U hides employees’ names
April 12, 2007
Administrators are refusing to release the names of workers in the U’s animal research lab because they say those employees’ safety could be at risk.
Utah Primate Freedom, a local animal rights group, recently submitted a government records request form asking for the researchers’ names, but the U denied the request.
The group is planning to appeal the university’s decision.
An attorney for the U said the school isn’t handing over the names because animal rights activists “have a history” of violence toward researchers.
John Morris, general legal counsel for the U, said while no physical violent acts have been committed against researchers at the U, the U fears the group’s actions could escalate.
“We believe that particular group has been involved in acts of vandalism against our faculty,” Morris said.
He said members of the group splattered red paint across the driveway of one U researcher’s home and have engaged in other acts of vandalism, but he didn’t disclose any further details.

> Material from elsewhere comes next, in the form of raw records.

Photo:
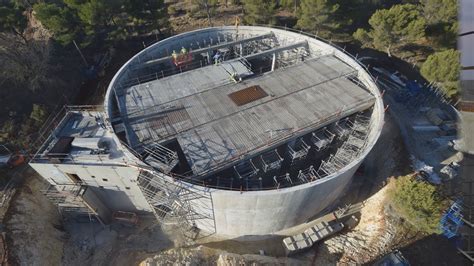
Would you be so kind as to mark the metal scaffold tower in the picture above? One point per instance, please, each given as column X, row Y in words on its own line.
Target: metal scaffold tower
column 173, row 202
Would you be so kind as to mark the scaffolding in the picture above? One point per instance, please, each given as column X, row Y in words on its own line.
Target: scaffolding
column 174, row 202
column 68, row 199
column 349, row 150
column 271, row 161
column 160, row 157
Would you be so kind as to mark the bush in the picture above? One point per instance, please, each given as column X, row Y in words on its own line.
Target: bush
column 418, row 202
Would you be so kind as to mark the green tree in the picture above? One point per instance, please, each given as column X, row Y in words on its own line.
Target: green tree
column 443, row 68
column 441, row 17
column 60, row 21
column 397, row 26
column 291, row 5
column 436, row 11
column 318, row 16
column 259, row 11
column 418, row 202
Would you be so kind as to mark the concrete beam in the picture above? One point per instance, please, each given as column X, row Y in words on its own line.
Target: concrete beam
column 210, row 48
column 277, row 50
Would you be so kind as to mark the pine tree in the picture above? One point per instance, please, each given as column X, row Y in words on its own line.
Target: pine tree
column 399, row 25
column 418, row 202
column 318, row 16
column 259, row 11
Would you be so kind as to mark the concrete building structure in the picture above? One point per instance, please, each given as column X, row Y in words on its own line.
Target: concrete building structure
column 235, row 131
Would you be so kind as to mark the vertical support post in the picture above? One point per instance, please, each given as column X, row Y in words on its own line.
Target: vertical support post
column 273, row 61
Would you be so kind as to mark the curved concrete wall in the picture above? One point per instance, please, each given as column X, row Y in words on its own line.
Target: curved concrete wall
column 264, row 212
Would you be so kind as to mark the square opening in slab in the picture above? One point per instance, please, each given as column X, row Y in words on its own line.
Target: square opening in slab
column 247, row 95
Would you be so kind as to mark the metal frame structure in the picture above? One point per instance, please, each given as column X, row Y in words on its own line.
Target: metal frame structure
column 161, row 157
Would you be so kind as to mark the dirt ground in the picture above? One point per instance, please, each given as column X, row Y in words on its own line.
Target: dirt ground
column 37, row 236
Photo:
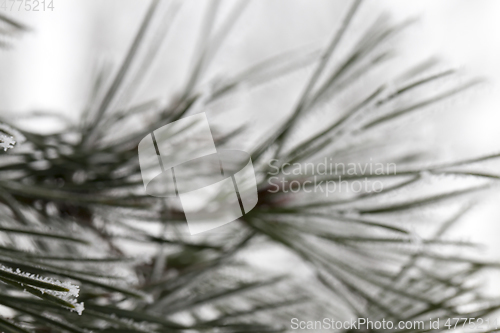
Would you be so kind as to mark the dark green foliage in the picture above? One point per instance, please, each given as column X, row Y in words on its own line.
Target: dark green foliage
column 72, row 205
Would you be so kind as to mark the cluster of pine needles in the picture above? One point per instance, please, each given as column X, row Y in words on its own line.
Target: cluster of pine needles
column 83, row 248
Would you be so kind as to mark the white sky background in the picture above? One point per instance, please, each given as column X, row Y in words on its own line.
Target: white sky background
column 51, row 67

Phyllis Vetter, the attorney who handled the government request form, is out of town and unavailable for comment.
Katie Patterson, a U student who submitted the records request, denied that her group has been involved in any acts of vandalism. She is appealing the U’s decision to the Utah State Records Committee.
Members of Utah Primate Freedom often protest outside the homes of U researchers. They argue that the experiments conducted on monkeys and chimpanzees will one day be viewed as morally reprehensible.

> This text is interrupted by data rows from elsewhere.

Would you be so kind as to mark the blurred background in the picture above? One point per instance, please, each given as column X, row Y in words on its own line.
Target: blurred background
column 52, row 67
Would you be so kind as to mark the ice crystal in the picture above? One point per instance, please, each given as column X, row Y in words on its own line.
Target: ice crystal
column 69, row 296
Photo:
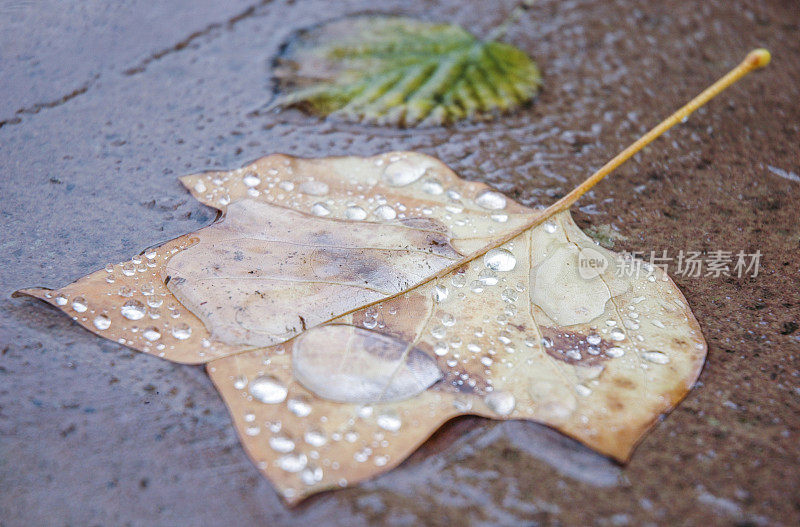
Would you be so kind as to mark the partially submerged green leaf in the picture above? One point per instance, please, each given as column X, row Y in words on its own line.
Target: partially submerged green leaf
column 404, row 72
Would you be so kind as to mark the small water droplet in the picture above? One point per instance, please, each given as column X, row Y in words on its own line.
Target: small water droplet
column 102, row 322
column 615, row 352
column 488, row 277
column 152, row 334
column 79, row 304
column 299, row 407
column 320, row 209
column 617, row 334
column 133, row 310
column 500, row 260
column 501, row 403
column 251, row 180
column 181, row 331
column 311, row 475
column 240, row 382
column 656, row 357
column 432, row 187
column 491, row 200
column 315, row 438
column 314, row 188
column 385, row 212
column 355, row 213
column 268, row 389
column 281, row 443
column 440, row 293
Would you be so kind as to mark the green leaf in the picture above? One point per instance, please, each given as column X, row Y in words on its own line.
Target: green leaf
column 403, row 72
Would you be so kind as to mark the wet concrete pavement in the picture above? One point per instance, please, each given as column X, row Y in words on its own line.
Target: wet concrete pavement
column 104, row 105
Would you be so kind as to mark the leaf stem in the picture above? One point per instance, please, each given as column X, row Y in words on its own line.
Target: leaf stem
column 756, row 59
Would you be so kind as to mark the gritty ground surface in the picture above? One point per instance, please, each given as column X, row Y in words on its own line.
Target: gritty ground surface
column 104, row 104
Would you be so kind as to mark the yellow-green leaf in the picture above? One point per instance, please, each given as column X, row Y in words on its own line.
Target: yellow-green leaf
column 403, row 72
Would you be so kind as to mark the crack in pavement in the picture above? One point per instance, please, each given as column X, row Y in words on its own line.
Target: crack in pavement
column 228, row 24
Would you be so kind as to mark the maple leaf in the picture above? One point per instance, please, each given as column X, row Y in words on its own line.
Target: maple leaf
column 403, row 72
column 347, row 307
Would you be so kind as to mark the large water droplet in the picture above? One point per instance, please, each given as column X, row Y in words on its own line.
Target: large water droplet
column 102, row 322
column 293, row 462
column 491, row 200
column 79, row 304
column 281, row 443
column 656, row 357
column 500, row 260
column 501, row 403
column 133, row 310
column 389, row 421
column 349, row 364
column 268, row 389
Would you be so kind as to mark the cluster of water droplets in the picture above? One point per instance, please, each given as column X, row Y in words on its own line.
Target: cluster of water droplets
column 130, row 303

Patterson said the group wants the names and positions of the employees in the lab to be released so they can hold them personally accountable for any wrongdoing recorded in lab records.
“No one outside the U knows what’s going on inside the lab,” said Patterson, a sophomore English major.
State open-records laws require government entities to disclose the names of the organizations’ employees. Morris, however, argues that because the safety of the employees is in jeopardy, the law allows their names to be withheld.
Patterson said she thinks the U is making a bogus argument because she said the statue only provides for the names of undercover law enforcement officials to be withheld.
Utah Primate Freedom has fought the U for access to lab records before. Jeremy Beckham, the group’s leader, fought and won a battle at the State Records Committee in 2004, forcing the U to release documents detailing the experiments conducted on animals. The U, however, was allowed to charge Beckham up to $300 to obtain the records.